Re: how does one talk to a web service? What makes something a web
 service?
 
Tom Anderson wrote:
On Sun, 28 Jun 2009, Mike Schilling wrote:
Tom Anderson wrote:
There isn't the level of tool support around REST that there is 
around the SOAP stack. But then it's not clear it's needed, because 
REST is so simple - you form a URL, download it, stick the XML in a 
parser, and you're away.
Of course, one the REST folks decide they need security, or transports 
other than HTTP, or standard error handling, or to interpret their XML 
representations as objects, or to model things that don't map neatly 
to virtual file systems, it'll be fun to see REST get more and more 
complex until the next "But this is so much simpler" approach emerges.
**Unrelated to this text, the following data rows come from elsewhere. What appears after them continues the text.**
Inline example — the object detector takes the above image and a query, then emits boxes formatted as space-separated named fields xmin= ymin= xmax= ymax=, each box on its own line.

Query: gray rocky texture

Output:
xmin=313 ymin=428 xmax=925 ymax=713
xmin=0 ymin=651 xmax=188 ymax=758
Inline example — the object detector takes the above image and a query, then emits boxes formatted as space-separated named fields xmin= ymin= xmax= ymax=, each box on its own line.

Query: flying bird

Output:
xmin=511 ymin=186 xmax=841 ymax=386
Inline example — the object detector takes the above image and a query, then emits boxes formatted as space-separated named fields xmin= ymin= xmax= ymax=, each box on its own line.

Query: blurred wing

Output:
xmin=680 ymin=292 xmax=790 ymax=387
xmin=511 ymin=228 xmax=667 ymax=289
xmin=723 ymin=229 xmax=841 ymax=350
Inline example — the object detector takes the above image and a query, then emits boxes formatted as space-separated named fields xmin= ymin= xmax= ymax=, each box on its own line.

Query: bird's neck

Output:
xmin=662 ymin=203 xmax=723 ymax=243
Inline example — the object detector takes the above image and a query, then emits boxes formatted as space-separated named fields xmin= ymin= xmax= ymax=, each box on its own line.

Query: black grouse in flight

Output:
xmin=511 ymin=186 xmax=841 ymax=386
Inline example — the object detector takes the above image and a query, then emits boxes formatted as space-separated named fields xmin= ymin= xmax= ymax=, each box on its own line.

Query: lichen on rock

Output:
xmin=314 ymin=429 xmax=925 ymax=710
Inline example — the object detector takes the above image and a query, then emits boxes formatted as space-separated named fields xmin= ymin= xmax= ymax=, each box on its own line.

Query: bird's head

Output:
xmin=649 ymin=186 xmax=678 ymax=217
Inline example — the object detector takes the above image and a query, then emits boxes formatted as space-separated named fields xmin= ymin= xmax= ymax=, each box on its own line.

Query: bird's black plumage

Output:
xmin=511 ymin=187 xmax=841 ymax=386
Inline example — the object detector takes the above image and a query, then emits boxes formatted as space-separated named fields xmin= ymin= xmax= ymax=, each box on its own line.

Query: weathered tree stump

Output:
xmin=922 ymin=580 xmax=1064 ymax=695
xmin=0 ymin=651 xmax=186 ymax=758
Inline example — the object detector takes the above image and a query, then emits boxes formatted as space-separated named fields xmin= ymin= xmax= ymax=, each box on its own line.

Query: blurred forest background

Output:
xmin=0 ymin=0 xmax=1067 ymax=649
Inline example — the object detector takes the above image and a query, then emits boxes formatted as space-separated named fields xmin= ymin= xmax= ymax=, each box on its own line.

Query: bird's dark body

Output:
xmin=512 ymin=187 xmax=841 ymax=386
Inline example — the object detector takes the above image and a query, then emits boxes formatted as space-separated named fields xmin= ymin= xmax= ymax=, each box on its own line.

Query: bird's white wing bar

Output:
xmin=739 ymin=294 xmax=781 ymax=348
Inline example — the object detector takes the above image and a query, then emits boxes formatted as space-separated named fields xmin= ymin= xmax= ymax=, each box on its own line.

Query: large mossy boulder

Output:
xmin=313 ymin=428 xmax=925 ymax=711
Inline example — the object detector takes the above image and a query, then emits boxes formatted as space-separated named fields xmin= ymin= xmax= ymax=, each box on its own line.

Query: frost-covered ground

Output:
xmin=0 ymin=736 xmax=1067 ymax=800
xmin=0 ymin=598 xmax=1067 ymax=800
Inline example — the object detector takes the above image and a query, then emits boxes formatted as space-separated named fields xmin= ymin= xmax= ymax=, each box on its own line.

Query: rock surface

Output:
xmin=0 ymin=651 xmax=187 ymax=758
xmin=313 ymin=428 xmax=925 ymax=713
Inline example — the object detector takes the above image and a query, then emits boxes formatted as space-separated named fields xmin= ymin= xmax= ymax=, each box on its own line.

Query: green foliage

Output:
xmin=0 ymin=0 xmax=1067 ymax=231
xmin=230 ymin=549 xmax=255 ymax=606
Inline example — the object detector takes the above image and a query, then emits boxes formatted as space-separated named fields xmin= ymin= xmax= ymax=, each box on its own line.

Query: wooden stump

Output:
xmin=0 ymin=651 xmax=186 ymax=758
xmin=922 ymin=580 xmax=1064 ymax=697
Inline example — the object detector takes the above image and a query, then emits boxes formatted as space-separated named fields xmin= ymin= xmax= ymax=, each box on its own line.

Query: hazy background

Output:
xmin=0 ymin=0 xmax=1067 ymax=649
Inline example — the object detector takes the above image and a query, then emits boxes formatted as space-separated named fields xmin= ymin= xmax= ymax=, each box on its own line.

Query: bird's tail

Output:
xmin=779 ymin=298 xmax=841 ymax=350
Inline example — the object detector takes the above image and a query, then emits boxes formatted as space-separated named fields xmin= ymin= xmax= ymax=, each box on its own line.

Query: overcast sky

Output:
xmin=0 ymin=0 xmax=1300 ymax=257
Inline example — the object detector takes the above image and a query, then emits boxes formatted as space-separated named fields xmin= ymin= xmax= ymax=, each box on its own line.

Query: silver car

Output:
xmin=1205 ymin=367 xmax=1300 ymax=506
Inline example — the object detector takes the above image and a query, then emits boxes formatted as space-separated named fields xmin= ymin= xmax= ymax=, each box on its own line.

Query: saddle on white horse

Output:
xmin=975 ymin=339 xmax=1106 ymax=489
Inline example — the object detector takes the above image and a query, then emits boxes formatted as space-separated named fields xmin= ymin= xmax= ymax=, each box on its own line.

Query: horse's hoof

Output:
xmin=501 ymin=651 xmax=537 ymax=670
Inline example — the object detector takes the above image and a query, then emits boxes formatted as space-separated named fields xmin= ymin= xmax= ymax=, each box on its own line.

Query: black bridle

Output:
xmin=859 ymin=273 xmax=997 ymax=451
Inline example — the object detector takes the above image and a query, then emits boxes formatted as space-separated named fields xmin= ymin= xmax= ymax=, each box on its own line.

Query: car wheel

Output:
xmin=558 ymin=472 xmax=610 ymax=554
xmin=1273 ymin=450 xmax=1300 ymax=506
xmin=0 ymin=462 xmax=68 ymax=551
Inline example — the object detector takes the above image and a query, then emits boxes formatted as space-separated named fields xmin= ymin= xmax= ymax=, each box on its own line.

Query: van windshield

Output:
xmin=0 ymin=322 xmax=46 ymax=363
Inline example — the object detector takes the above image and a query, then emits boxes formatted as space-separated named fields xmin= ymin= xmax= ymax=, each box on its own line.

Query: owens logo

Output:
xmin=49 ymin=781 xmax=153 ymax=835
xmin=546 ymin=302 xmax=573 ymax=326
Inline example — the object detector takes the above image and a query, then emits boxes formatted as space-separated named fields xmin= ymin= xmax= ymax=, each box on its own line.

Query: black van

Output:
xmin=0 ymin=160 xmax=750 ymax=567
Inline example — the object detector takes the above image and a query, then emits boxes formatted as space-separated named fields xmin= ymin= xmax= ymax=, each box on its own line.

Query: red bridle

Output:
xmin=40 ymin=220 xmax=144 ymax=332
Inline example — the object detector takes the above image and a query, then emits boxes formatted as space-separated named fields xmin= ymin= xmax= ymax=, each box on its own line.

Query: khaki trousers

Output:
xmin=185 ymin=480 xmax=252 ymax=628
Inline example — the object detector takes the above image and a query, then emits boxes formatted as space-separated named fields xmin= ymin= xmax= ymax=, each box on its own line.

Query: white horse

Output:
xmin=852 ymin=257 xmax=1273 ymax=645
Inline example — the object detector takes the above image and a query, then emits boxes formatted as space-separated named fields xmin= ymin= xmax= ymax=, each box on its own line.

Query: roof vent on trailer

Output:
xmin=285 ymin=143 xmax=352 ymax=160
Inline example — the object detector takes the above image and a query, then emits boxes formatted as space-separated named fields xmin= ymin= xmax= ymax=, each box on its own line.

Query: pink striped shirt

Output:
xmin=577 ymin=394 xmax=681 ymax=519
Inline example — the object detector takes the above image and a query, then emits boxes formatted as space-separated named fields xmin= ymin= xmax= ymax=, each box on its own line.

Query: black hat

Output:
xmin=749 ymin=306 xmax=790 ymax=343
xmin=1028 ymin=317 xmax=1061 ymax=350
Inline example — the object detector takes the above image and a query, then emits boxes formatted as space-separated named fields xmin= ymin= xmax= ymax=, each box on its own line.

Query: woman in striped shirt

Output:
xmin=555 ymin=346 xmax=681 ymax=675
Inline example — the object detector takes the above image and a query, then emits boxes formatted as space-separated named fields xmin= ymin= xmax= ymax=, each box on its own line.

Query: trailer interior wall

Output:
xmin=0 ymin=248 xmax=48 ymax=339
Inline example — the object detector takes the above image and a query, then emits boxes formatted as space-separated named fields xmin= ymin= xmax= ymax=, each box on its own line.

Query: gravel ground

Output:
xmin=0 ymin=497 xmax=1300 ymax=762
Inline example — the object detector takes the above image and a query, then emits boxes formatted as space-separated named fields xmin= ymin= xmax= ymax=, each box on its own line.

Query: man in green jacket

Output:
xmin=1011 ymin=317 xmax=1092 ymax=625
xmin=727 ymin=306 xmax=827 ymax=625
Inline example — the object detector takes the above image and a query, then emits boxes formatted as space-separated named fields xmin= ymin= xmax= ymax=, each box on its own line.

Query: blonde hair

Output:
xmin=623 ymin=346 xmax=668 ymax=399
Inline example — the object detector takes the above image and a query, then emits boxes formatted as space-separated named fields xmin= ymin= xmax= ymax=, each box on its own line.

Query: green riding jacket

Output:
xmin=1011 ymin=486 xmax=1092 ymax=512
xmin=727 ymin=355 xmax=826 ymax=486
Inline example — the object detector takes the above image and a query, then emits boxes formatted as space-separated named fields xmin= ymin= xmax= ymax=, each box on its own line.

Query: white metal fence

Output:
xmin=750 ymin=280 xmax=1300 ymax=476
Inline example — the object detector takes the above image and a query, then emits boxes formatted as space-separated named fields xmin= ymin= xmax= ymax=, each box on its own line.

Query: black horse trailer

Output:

There's some truth in that. But they'd have to really, really cock it up 
before it was overcomplicated as the SOAP stack.
Turning to specifics, though:
- What security do you mean other than HTTPS? Roles and stuff?
The usual: encryption and signing.
HTTPS is not truly end to end.
- What transports other than HTTP? If they're so important, why isn't 
anyone using SOAP over them? There are a vanishingly small number of 
uses of SOAP over email, and some SOAP over JMS, but nothing else in any 
serious way.
That is two.
- Standard error handling sounds interesting; it's true that HTTP error 
codes aren't exactly a rich vocabulary. What does SOAP have?
Exceptions/SOAP fault.
- The question of representing XML as objects is a red herring. REST 
moves XML (or JSON or whatever). What you do with that XML is up to you, 
and although it does need to be dealt with, the way that's done doesn't 
need to be uniform across clients, because the interface itself is 
defined in terms of the XML.
Since when has it been an advantage that semantics are not
well defined?
XML and a schema is absolutely necessary if it has to be structured.
- REST has nothing to do with virtual file systems. You're confusing 
meaningful URLs with REST - they're actually *completely* unrelated. A 
lot of people thing REST means urls.th.at/look/like/this, but that's 
mistaken. In REST as defined in Fielding's work, URLs are opaque - you 
could write a REST API in which all the URLs looked like /api/d056889d45 
and it would still be REST. In Fielding-approved REST, you never 
construct URLs, you always obtain them from some resource you've been 
served (i think the idea is called 'hyperlinks', you may have heard of 
it), so their structure is never relevant.
Again there is a difference between what is sufficient to be REST and
what is necessary to work well.
A structure for URL is necessary if it has to be structured.
In practice that means hierarchical.
Which can be considered a virtual file system.